ROSEVILLE — It’s 5:30 a.m. Feb. 28 and Rich Steenland has already been at the office for an hour when his phone begins to ring.
He answers — his tone, polite but stern.
Before he hangs up, his cell begins to chirp. He ends one call and goes to the next. Before he even says hello, the desk phone rings again. This time his deputy clerk and right-hand woman, Jennifer Gamarra, answers.
It’s going to be a busy day. Election days always are.
They field calls, about one every two to three minutes, while organizing absentee ballots for counting.
At 6:20 a.m., Steenland takes a call from Eastland Middle School. The woman on the other end of the line tells him there are no secrecy sleeves there.
“We go over everything, but things like this are just going to happen,” he says. “Human error.”
Polls will be opening soon, and the secrecy sleeves need to be there when they do. He grabs a handful from a filing cabinet in the basement of City Hall and takes them to the nearby school.
When he arrives, the workers there tell him the AutoMark machine, a handicap-accessible ballot marker, isn’t working. AutoMark machines are required by state law, one at each precinct, at $6,500 a piece, but they rarely seem to work, Steenland says.
He used to spend all day trouble-shooting them. Then, he realized it was a waste of time.
“We’re one of the biggest precincts, but it’s only been used once in the five years since we’ve been required to have it,” says veteran poll worker Rose Kuechenmeister.
He’s looking at it anyway when a call comes in from the Recreation Center — they have to move locations, from the gym to a smaller room at the front of the building.
“You don’t just move a precinct, especially once you set up and voting is about to begin,” he says. “This is set up ahead of time, pre-scheduled.”
Gamarra gives Steenland the lowdown when he arrives at the center. There’s no one there from administration, but a maintenance worker shows him that the gym is booked for later that afternoon. They hurry to switch rooms.
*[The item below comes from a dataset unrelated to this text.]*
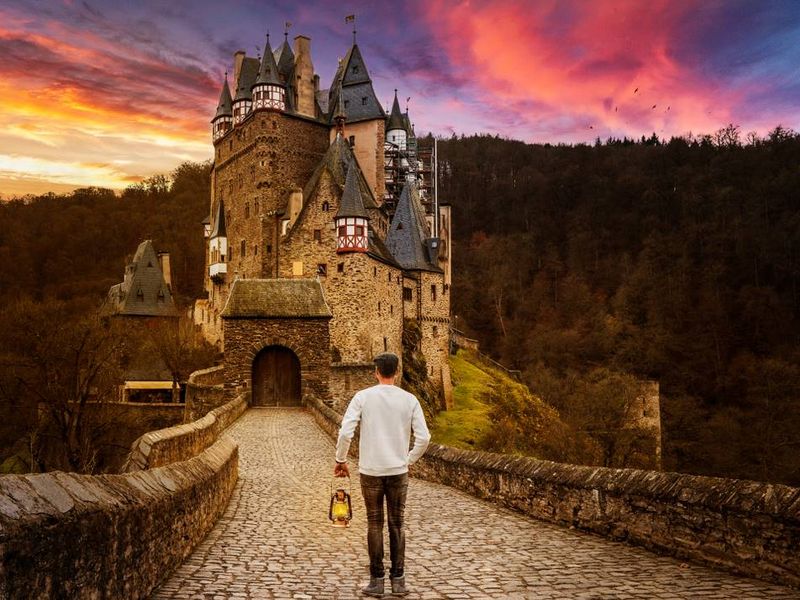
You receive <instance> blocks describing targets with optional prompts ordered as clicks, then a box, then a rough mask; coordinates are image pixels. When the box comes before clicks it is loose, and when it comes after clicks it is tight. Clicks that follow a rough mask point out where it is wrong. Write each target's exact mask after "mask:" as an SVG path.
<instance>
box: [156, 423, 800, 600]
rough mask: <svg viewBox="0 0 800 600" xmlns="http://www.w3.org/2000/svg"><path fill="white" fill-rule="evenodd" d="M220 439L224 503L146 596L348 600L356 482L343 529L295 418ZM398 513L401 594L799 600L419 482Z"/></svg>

When a man arrives to vote at 6:59 a.m., one minute before the polls open, Steenland lets him in, but not everything is ready yet.
A poll worker greets him. “I apologize about the delay sir; it will just be five minutes,” the worker tells the voter.
“Oh no,” Steenland says, shaking his head. “Right this way, sir.”
Steenland hands the man a ballot.
“You can’t let anything impede the voting process,” he explains. “It’s the most important thing about Election Day. That’s why we do all of this.”
Just a few minutes later as the man is feeding his ballot into a tabulator, a machine that counts ballots, a caller tells Steenland there’s a problem at Roseville Middle School.
Both tabulators there are down.
Once there, he determines one of the tabulators wasn’t working because two ballots were stuck together and caused a jam. Problem solved. The other one just isn’t working, though.
“We check all these machines before we send them out,” Steenland says. “It was working fine yesterday, but that’s just how it goes sometimes.”
He runs back to City Hall and picks up a backup tabulator, then returns to the middle school to set it up, sticking around to make sure it fires up.
He signs the polling book, making a notation of the new serial number for the tabulator in use andv then reminds the workers to sign the tape inside the machine.
“Everything has to be accounted for,” he says. “There are checks and balances we follow to ensure every vote, and everything we do is accounted for.”
After a few more stops, things begin to slow down. Steenland still has a long day ahead of him, though. He’ll keep busy visiting precincts and answering complaints from the occasional angry resident displeased with their voting experience until the next 11 or so hours pass, the polls close and sequestered ballot counters come back with some final numbers.
Then he’ll double-check the books once or twice, before dropping them off at the Macomb County Clerk’s Office.
By the time he “clocks out” for the day, he’ll have logged about 20 hours. There’s no
overtime, though. And no long night’s sleep awaits him.
Steenland is in the office at 7:30 a.m. the following morning cleaning up and organizing for the next big election day and all the other work that lies ahead, because in the clerk’s office work doesn’t stop when elections are over — it just goes back to normal.
It’s the nature of the job.
“If I had a job where I had to sit behind a desk all day, I’d hate it,” Steenland says. “That’s the beauty of this. The elections keep you hopping. It’s a job that keeps you on your toes, keeps you flowing, keeps you thinking. I love it.”